Getting the Most From the First Term
Whether you’re starting university for the first time, or coming back to start your third year (or beyond!) the first term is an important one. It sets the tone for the year ahead and your actions in those first weeks will echo for a long time, so it’s worth thinking about how you can make the most of this important time.
Whether you’re settling into halls of residence in Oxford, private housing in Liverpool, or Huddersfield student accommodation the process of settling into your new digs is similar. Firstly, try and make your room feel a bit more personal and like your home – even though it’s a rented room that’ll likely move on from in the summer it needs to feel like it’s yours.
Try putting up a few posters – there are often poster sales in the early days of term – arranging keepsakes or ornaments or putting some plants in the windowsill. Just make sure whatever you do makes you feel more at home, and doesn’t cause any permanent damage that might affect you when you expect to reclaim your deposit!
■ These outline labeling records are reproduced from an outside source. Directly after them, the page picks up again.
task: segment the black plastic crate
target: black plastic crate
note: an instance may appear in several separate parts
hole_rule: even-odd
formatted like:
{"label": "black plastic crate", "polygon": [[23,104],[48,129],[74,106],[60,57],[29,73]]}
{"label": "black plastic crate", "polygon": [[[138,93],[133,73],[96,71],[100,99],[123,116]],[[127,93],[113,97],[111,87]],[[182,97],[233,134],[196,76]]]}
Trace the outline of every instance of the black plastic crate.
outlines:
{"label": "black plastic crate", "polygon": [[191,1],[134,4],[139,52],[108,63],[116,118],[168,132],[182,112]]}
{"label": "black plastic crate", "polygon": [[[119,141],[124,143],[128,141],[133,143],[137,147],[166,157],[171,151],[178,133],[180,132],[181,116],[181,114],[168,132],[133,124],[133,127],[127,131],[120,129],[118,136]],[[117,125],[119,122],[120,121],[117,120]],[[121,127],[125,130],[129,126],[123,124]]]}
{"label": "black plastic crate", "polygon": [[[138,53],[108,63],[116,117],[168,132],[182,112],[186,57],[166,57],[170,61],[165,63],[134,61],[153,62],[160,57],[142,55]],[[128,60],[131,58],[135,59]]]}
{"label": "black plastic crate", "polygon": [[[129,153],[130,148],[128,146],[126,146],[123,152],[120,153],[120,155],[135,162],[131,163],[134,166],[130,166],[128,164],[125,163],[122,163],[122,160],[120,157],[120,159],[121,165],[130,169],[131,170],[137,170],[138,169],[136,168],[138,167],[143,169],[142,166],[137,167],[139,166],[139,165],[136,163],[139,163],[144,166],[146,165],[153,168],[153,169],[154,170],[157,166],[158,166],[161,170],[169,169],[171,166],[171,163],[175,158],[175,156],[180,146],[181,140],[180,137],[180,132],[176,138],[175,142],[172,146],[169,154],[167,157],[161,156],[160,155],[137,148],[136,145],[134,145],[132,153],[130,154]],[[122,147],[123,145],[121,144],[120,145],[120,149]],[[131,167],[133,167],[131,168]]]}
Another key part of settling in is exploring. Find out what’s nearby, from shops to takeaways, pubs and bus stops. Get in touch with your friends as well, and see who’s nearby – this could dictate where you’ll be spending a lot time!
It can really help you to get into good habits from day one with the new academic year. Setting a timetable for your studies and essay writing means working a reasonable amount each day, rather than waiting until the last minute and pushing yourself to work all night. If you can start from day one like this, you’ll find yourself working a little more than less organised peers at the beginning of term, but not burning out on all nighters at the end. It’s much less stressful!
Identify Key Dates
There’s a lot of dates and deadlines in the first term of the year, from essays and exams to parties and Christmas celebrations. Double booking yourself could mean disappointing friends, cancelling a party, or arriving at an exam with a crushing hangover, which is not the recommended recipe for success.
Hanging a paper calendar on the wall gives this necessary organisation a sort of retro charm, and may make it easier for you to remember the key dates!
This means you get to do everything you want to and don’t have to miss out either on student fun or important exam results.